Bien sûr, il n’est pas question de se lancer dans une traversée de 600km avec le risque qu’elle cède au milieu de nulle part. Et il n’y a aucune option pour trouver une cruceta de rechange à Tecka, ou cela prendrait plusieurs jours pour se la faire expédier. Après une grosse hésitation, nous décidons de tenter le retour à Esquel, en espérant arriver jusque-là.

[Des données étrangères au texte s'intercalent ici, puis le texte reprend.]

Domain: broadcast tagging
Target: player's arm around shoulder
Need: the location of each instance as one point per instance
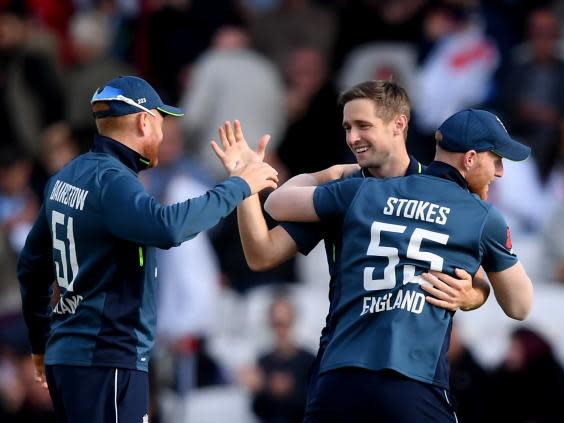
(513, 291)
(512, 287)
(459, 292)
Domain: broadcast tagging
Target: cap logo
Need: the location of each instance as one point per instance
(501, 123)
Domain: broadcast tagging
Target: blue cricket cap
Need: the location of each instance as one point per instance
(479, 130)
(130, 94)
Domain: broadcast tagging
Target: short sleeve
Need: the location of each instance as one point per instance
(305, 235)
(334, 198)
(497, 249)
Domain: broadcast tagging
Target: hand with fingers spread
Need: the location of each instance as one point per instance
(452, 294)
(236, 152)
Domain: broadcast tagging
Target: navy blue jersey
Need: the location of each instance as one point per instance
(394, 230)
(95, 236)
(308, 235)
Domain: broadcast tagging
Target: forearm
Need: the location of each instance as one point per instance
(133, 215)
(513, 290)
(293, 204)
(321, 177)
(263, 248)
(35, 274)
(480, 291)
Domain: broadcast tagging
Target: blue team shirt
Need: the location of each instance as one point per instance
(95, 235)
(394, 230)
(308, 235)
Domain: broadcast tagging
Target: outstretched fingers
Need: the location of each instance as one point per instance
(217, 150)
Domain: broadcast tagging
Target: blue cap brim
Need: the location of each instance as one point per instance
(169, 110)
(513, 150)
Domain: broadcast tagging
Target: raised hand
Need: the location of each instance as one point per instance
(236, 152)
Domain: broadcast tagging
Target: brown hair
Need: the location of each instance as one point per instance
(109, 124)
(389, 98)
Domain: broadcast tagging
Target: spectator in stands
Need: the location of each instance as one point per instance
(314, 120)
(232, 80)
(292, 24)
(456, 73)
(188, 279)
(469, 382)
(529, 384)
(532, 95)
(91, 35)
(553, 246)
(278, 382)
(31, 95)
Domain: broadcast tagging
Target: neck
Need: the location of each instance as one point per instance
(127, 141)
(394, 166)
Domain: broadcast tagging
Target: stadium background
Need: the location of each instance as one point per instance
(278, 66)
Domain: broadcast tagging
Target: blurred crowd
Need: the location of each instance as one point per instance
(278, 66)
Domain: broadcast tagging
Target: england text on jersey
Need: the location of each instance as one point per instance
(416, 209)
(409, 300)
(69, 195)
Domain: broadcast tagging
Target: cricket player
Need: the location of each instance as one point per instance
(386, 360)
(95, 235)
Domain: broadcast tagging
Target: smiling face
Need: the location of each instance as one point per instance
(485, 169)
(370, 138)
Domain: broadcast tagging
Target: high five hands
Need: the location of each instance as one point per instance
(240, 160)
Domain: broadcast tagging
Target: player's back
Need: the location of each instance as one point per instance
(394, 230)
(103, 283)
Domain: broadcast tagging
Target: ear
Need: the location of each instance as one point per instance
(400, 123)
(142, 123)
(469, 160)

Nous y parvenons en début d’après-midi. Sur la base de notre expérience, Maria propose de louer une cabaña dans un camping, de manière à ce que l’un de nous deux reste avec les enfants pendant que l’autre parte en quête d’un garage disponible. OK, je m’y colle ! Après tout, je commence à connaitre pas mal de vocabulaire mécanique… Pour cela, Google pourrait être mon ami. Mais plusieurs adresses proposées n’existent plus, sont fermées, où totalement saturées de boulot. Je m’accroche…. Et je finis par tomber sur Ariel, un mécano spécialisé dans les poids-lourds. Il est tout seul dans son grand atelier car son associé est parti en intervention. Je lui explique le problème et il me propose de démonter la cruceta pour que je tente de trouver un remplacement. Sympa Ariel ! La pièce n’a visiblement pas bougé depuis longtemps, et il lui faut une bonne heure pour la sortir de son logement, à grands coups de marteau (dont un finit sur son poignet et je l’entends jurer comme un vrai charretier argentin). Peut-être qu’il regrette de m’avoir aidé… mais il reste néanmoins très sympa, et me propose de me déposer devant le seul magasin de la ville où, selon lui, j’ai une chance de trouver LA cruceta. Car selon lui, ce n’est pas un modèle très courant. Je croise fort les doigts en entrant dans la boutique ; et là, les planètes continuent de s’aligner. Le magasinier disparait derrière ses étagères, puis revient 3 minutes plus tard avec une pièce qui selon lui fera l’affaire. Quelle chance !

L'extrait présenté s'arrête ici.